Just to clarify, the quote on P.22 and in the interview refer to the point that authors should not be suspicious of a journal just because it is OA. The references in the book refer to the environment that led to the development of predatory practices. Of course there is a link between predatory journals and OA, because predatory journals exploit the OA model – but the reason they are predatory has nothing to do with OA in and of itself, and everything to do with deception of authors.

I hope to read Linacre’s book, and this interview has some great insights, but I am concerned about the framing of predatory publishers as “bad actors.” Publishing articles is difficult and expensive, particularly for certain scholars in the Global South, and predatory publishing will inevitably continue to fill a niche unless publishing becomes more equitable. Otherwise, we are just playing Whac-A-Mole.

On a side note, I like the “validation” terminology—will we see a long-term shift toward this term?

I am glad you like the term ‘validation’ as I spent a lot of time thinking about what distinguishes good publishing practice and predatory journals. I hope the book makes clear that predatory journals do not legitimately fill a niche – they may deceive authors into thinking they do, but if an academic author wants validation by publishing their research then predatory publishers are not providing any kind of service. The intention of predatory publishers is to defraud authors of money, so they are bad actors – the fact that robust alternatives are difficult to find does not change that in my view.

The obvious question — if providing an attestation of validation is what separates the legit journals from the predators, where does eLife stand? Their new policy is to not make that judgement about submitted papers, rather to supply reviews which will be published alongside the papers, regardless of whether their contents are valid.

True, but eLife itself has earned legitimacy in other ways, and it is being transparent in showing the reviews of papers, good or bad. Predatory journals don’t supply reviews (because they don’t do them), but say that they do.

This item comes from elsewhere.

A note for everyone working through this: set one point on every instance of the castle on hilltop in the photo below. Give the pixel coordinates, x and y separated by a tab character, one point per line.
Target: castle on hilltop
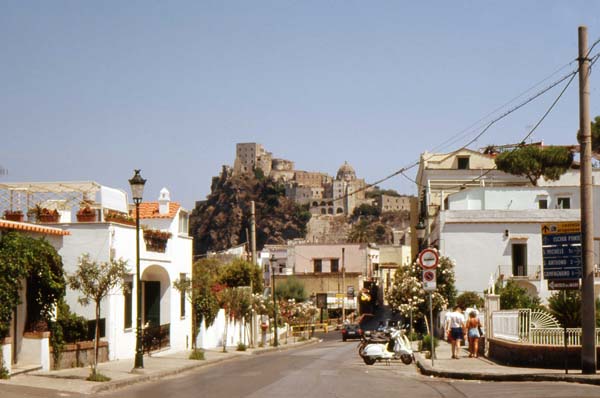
324	194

When evaluating conference organizers for their trustworthiness this is the main criteria I focus on (https://blogs.tib.eu/wp/tib/2022/11/24/confidents-predatory-conference-identification-workflow/): Do they make a claim about important aspects of their conference or organization that is (intentionally) false and thereby deceptive? If it would be the norm at some point to for example report review processes (and how they are conducted) more transparently like eLife does, predatory organizers and publishers would find it more difficult to lie about these things. Now they can simply say: “Yes, we conduct a review.” With more transparency as the norm you would expect them to prove it and deception becomes at least much more labour-intensive or not feasable at all anymore.

Making academic publishing more equitable can’t be divorced from other global economic barriers, but most of the major subscription global publishers have schemes to provide free or very low-priced digital access to the full range of their journals to poorer countries. These schemes are essential to enable a prospective author to cite recent articles, as out of date references will fail peer review. With pay-wall journals there is no fee payable by the author, and major OA publishers will often waive publication fees. Taylor & Francis has an extensive co-publication programme with regional journals in the global south, there are many other initiatives such as INASP that are making a real difference.

The rise of open access journals has opened a widow of opportunities for scholars to have free and fast access to scientific knowledge to a level undreamed of few years ago. However, many journals, especially from India and Pakistan are predatory interms of charge fee. It is a cash and carry market. When journals promise to publish within 3 days, many stages in peer review must have been compromised. This makes the journal really predatory.